Wawancara pun sempat terhenti. Kami membiarkan Denny menangis, meluapkan kesedihannya. Ia tertunduk lama. Sesaat kemudian, remaja lugu itu mengangkat wajah menantang kamera wartawan yang sedari tadi menunggunya.

"Ini tanah leluhur kami. Kenapa kami diusir," ungkap Denny dengan nada tinggi.

Denny menceritakan, setelah rumahnya digusur, ia bersama orangtuanya dan puluhan warga yang juga korban penggusuran memilih hidup di bawah tenda darurat beralaskan tanah.

Kesedihannya semakin parah saat Denny mendengar kabar bahwa dirinya mendapat skorsing dari sekolah karena dinilai melawan pemerintah. Denny merupakan satu dari puluhan anak-anak sekolah bersama orangtua mereka melakukan protes terhadap aksi penggusuran rumah warga oleh Pemprov NTT. Meski terusir dari sekolahnya, Denny masih bermimpi untuk tetap terus belajar.  

"Saya dianggap melawan kebijakan pemerintah. Saya dihukum skorsing tidak boleh sekolah lagi," ungkapnya.

Niatnya ingin melanjutkan studi agar bisa meraih masa depan, kini ia pendam. Sekolah, yang menjadi satu-satunya harapannya, telah memberi skorsing.

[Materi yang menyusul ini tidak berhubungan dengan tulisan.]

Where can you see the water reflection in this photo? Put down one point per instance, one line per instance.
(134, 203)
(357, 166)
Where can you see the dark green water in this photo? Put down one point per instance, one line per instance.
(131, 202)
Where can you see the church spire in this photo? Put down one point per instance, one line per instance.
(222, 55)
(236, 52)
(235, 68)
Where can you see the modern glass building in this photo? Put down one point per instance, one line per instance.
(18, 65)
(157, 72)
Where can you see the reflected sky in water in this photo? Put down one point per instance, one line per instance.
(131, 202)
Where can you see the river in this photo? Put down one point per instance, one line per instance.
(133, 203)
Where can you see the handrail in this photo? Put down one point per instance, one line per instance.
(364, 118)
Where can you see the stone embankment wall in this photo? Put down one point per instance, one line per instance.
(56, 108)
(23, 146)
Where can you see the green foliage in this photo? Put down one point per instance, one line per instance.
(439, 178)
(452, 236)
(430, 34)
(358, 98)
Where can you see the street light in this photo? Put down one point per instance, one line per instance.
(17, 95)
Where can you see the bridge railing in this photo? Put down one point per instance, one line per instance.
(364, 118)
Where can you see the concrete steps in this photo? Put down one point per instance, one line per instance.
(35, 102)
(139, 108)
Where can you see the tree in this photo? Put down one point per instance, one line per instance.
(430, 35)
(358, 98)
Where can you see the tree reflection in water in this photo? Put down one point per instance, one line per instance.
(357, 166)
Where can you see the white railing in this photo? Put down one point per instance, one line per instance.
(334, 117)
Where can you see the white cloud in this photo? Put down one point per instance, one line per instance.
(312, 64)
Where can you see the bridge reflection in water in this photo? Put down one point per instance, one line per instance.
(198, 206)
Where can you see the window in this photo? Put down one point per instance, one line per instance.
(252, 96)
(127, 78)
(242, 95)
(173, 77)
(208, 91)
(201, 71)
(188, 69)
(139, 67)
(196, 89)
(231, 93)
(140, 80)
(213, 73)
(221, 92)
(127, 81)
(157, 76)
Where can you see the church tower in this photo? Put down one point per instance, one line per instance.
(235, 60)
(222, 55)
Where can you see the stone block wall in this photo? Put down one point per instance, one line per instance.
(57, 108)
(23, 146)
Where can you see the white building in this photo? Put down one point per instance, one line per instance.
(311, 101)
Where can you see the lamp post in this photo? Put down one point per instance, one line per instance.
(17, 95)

"Saya bingung harus sekoah kemana agar bisa menyelesaikan studi," ucapnya.

Anak-anak di Besipae saat ini masih mengalami trauma mendalam akibat bunyi tembakan aparat keamanan pada Selasa 18 Agustus 2020 lalu.

"Anak-anak masih trauma," tambah Matheda Esterina Selan, seorang warga.

Di antara warga korban penggusuran, terdapat juga bayi yang baru berusia dua bulan, tiga bulan, dan tujuh bulan serta anak-anak usia PAUD dan SD.

Tenda darurat menjadi rumah mereka. Warga terpaksa membangun beberapa gubuk seadanya dari daun lontar. Gubuk itu dibuat khusus untuk anak-anak balita agar tak terkena angin malam. Sementara orang dewasa, hanya bisa tidur di bawah tenda beratap langit.

* Follow Official WhatsApp Channel Liputan6.com untuk mendapatkan berita-berita terkini dengan mengklik tautan ini.

Simak juga video pilihan berikut ini:


Respons Pemprov NTT

Klaim Lahan Besipae
Foto: Kepala Badan Pendapatan dan Aset Provinsi NTT, Zeth Sony Libing saat memberi keterangan pers (Liputan6.com/Ola Keda)

Kepala Badan Pendapatan dan Aset Provinsi NTT, Zeth Sony Libing, membantah adanya tindakan represif aparat terhadap warga Pubabu Besipae.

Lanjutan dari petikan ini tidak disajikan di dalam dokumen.